微かに声を震わせて、娘は父の墓前で呟いた。





──────────────





 頼んでいたアルバイトは時間丁度に帰っていったのだろう、管理室の受付には既にカーテンが引かれている。
 管理ノートの確認を明日に回し、疾風は吸いきった煙草のフィルターを噛みながらエレベーターへ乗り、マスターキーを通して認証スリットへ指を滑らせる。

 溢れる感情を音へ変えてぶつけた娘は、日に日に押し寄せてきた後悔に苦しめられていたのだろう。
 あの日の言葉は的を射ていただけに、疾風自身は彼女に対しての嫌悪は微塵も感じていなかったが、彼女にはそういう訳ではなかったらしい。

(…別に謝るこた無ェけどなぁ)
 階数ボタンを押す事なく動き始めた個室の中、娘の墓前での呟きに天邪鬼になる。
 先代ならばあの場を上手く立ち回ったのだろうか、と目を閉じ、記憶の彼方に残る姿を思い浮かべてみるが、自分や疾斗へ背を向けた先代が此方を一瞬見て笑う姿が浮かぶだけで、何も思い出せない。
(…そういやあの人も自分の後始末は見せなかったな)
生死が解らぬ人物に思いを馳せた所で大した解にはならないと言う事なのだろうか。
 自宅階で止まったエレベーターの振動を感じ、目を開いてため息を落とす。
 カードキーを挿し込めば小さな信号音と同時に鍵が開く。重い気分のまま扉を開くと、リビングに向かい掛けた疾斗が此方へ振り向いた。
「おかえり」
「おぅ。部屋に居るかと思ってた」
「腹減ったから休憩に。丁度コーヒー淹れたところだが」
「ああ、頼む」
 黒のチノパンとドレープシャツに白灰のロングカーディガンを羽織ったラフな格好で出迎えた弟の後ろを付いてリビングに入る。
 珍しく此方の部屋でプレイしていたのか、テレビ画面には森林地帯の様な画面の中央に[pause]の文字が写っており、ガラステーブルにはコントローラーと携帯端末が置かれていた。
 二つのマグカップを運んできた彼からそれを受け取り、再度キッチンに入って行った疾斗を見ながら、癖で取り出していた煙草を箱に戻してソファに座る。
 飾り棚の上、伊純と自分達が映っている写真が入れられたフレームの前には伊純が気に入って使っていたティーカップが置かれ、目を細めて中を見ればコーヒーが注がれている。
(不器用だな…相変わらず)
 普段の休日であれば部屋からあまり出てこない男が此処へ機材を運んで居たと言うことは、今日という日の事と自分に気を遣っていたのだろう。
 ゆっくりと戻ってくる足音に気付き振り向いて見れば、その両手にはトーストが2枚ずつ乗せられており、皿を置きながら向かい側に座った疾斗が薄く笑った。
「おいおい、今日は随分と気が利くんじゃねえの?こりゃ明日は嵐だな」
「俺がパン焼いただけで嵐になるなら天気予報士は要らんな。

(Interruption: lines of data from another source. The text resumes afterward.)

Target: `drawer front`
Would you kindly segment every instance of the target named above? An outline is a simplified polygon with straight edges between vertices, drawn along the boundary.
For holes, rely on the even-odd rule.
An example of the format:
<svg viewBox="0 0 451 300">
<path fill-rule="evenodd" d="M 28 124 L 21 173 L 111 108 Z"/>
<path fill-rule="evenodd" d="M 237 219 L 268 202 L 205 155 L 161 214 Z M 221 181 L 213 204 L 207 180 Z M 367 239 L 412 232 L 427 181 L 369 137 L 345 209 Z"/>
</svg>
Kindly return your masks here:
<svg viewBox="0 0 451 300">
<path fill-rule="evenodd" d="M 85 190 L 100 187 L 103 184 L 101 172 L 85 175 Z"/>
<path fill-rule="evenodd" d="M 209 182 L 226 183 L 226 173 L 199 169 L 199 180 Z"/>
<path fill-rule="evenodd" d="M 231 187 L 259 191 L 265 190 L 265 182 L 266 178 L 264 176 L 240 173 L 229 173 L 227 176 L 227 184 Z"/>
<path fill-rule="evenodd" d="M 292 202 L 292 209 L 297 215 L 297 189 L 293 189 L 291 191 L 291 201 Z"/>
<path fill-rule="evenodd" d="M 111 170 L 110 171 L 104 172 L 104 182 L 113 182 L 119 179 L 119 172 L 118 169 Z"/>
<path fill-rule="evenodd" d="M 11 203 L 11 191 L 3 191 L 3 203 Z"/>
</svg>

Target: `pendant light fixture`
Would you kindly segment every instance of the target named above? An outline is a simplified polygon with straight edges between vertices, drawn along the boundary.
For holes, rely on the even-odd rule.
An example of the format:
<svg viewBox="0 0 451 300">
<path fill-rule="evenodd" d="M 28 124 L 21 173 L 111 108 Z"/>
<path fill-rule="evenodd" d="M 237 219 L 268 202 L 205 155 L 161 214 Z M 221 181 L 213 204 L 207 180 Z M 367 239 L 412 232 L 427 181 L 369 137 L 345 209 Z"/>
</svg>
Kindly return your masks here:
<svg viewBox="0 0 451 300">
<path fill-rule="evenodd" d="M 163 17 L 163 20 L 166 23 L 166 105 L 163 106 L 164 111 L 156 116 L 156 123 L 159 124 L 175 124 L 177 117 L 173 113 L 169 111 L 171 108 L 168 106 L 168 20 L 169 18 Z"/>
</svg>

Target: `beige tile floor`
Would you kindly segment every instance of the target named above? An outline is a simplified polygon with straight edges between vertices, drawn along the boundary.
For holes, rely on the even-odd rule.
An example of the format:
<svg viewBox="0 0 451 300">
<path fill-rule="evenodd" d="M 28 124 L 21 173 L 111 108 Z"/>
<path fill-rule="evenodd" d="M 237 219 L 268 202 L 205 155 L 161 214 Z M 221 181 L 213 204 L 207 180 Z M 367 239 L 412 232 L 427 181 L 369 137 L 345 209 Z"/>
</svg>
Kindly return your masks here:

明日も晴れらしい」
 投げた揶揄に片目を細めて答えた疾斗が、付け合わせを使うことなく一枚目のトーストを齧る。自分も食べようと一枚を手に取ると、僅かに甘い香りが鼻腔をくすぐり、よく見てみれば表面が黄金色に焼けていた。
「シュガートースト…?」
「蜂蜜は無かった」
 呟いた声が聞こえていたのか、ホログラムスクリーンを立ち上げてニュースを見始めていた弟から答えが返される。
 不器用な心遣いに感謝を唱えて齧り付けば、香ばしく焼けた小麦の香りと砂糖の甘さが一つになり、その感覚は無意識に強張らせていた心を和らげてくれる。
 自分が見ていることに気付いている筈だが視線一つすら返さないのは、どんな顔をすれば良いか解らない故なのだろう。
 幼少期から変わらないその癖を笑い、暫くぶりに訪れた二人での穏やかな時間を過ごした。